Anna olhou por cima de seu pote de arroz, fixando os olhos opacos no homem à sua frente, mas sem dizer nada.
"Eu fiz aquela proposta ao Yoh como uma espécie de teste. Estava muito interessado em descobrir sua reação: você era racional o bastante para saber que não havia outro jeito de me impedir de chegar no trono, mas igualmente teimosa para se vender." Ele provocou mansamente.
"Todo mundo tem seu preço." Anna respondeu, fria. "Você pagou o meu. Só isso. Agora, se eu puder voltar a comer..."
"Eu não sabia que você era tão altruísta." Hao fingiu não ouvir. Ela estava fria demais, muito próxima do zero absoluto. Talvez, inflando uma chama de ódio dentro da moça, ela derretesse de dentro para fora? "São só humanos estúpidos."
Valia a pena tentar.
"Quem disse que estou sendo altruísta?"
As sobrancelhas do rapaz franziam conforme ele tentava entender.

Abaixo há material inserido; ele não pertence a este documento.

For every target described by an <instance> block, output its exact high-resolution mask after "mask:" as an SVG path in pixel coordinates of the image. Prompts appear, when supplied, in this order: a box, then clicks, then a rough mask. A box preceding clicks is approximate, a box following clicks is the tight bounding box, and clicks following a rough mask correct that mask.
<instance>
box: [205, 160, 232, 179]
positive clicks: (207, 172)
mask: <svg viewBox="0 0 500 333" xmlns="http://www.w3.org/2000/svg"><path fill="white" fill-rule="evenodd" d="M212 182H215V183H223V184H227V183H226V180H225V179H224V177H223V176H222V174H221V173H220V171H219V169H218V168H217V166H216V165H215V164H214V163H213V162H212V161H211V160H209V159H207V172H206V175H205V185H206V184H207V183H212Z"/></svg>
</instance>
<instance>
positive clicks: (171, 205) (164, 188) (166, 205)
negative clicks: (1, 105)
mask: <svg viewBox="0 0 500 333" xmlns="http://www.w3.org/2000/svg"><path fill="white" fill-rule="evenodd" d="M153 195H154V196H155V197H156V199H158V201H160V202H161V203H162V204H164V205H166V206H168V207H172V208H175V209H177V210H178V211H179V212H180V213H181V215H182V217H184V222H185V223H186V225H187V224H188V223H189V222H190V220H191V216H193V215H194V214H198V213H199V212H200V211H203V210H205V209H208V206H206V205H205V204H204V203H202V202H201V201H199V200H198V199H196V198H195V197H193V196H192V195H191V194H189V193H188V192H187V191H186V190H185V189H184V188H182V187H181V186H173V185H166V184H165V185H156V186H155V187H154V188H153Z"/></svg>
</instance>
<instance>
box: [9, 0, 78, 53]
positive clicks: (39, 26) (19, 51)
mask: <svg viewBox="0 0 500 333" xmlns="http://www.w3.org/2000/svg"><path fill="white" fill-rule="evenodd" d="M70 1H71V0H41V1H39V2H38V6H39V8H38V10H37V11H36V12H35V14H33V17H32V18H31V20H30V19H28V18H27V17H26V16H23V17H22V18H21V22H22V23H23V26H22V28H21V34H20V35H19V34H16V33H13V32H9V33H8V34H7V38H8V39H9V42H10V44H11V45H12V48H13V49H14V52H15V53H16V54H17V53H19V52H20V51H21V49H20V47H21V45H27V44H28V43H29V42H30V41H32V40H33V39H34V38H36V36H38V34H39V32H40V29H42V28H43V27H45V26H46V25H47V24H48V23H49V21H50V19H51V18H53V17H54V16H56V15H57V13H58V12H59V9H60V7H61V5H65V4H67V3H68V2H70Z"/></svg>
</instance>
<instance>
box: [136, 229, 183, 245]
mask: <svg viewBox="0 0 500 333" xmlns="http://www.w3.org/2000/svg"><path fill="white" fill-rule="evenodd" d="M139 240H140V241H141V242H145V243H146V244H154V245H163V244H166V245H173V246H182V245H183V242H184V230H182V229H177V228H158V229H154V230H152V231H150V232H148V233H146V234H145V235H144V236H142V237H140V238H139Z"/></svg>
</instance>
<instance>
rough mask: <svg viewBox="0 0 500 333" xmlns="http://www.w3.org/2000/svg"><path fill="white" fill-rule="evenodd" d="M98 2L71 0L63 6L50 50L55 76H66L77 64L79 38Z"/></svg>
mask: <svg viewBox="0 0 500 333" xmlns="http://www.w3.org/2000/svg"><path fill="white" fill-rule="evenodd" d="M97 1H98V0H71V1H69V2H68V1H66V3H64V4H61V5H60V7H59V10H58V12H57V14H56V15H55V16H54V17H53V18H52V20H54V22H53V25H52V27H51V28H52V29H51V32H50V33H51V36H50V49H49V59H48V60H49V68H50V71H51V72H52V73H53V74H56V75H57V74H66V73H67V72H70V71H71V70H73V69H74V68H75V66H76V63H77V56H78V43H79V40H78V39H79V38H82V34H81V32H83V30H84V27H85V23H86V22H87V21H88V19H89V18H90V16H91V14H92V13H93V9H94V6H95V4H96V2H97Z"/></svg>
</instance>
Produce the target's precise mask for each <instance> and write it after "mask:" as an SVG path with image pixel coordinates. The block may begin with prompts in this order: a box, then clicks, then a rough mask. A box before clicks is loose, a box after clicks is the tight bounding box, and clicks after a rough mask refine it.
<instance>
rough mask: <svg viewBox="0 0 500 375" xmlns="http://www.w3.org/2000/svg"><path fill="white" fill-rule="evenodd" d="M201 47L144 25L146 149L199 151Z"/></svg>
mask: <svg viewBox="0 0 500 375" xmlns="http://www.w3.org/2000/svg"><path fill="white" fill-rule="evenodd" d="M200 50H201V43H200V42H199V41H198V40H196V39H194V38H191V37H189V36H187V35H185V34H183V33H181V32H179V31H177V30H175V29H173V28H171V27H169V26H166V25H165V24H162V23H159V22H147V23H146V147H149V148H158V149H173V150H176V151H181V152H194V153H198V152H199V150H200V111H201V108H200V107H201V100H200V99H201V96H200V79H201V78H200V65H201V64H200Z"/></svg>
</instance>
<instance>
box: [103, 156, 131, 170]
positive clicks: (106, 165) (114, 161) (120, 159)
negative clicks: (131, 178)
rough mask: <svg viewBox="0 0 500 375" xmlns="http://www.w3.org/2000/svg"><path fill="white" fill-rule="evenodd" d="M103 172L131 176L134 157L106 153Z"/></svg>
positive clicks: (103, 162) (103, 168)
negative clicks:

A expressão dela continuava vazia quando completou:
"E já que estamos falando de altruísmo, permita-me citar que você desistiu do trono pelo qual lutou por mil anos em troca de uma só pessoa."
"É diferente. Eu fiz isso por mim mesmo."
"Eu também, então cale a boca."
E continuaram a comer em silêncio. Hao pegou-se sorrindo consigo mesmo: de fato, ela era um mistério. E o fogo teria que ser muito maior para derreter um gelo da espessura daquele que ela erguera em torno de si.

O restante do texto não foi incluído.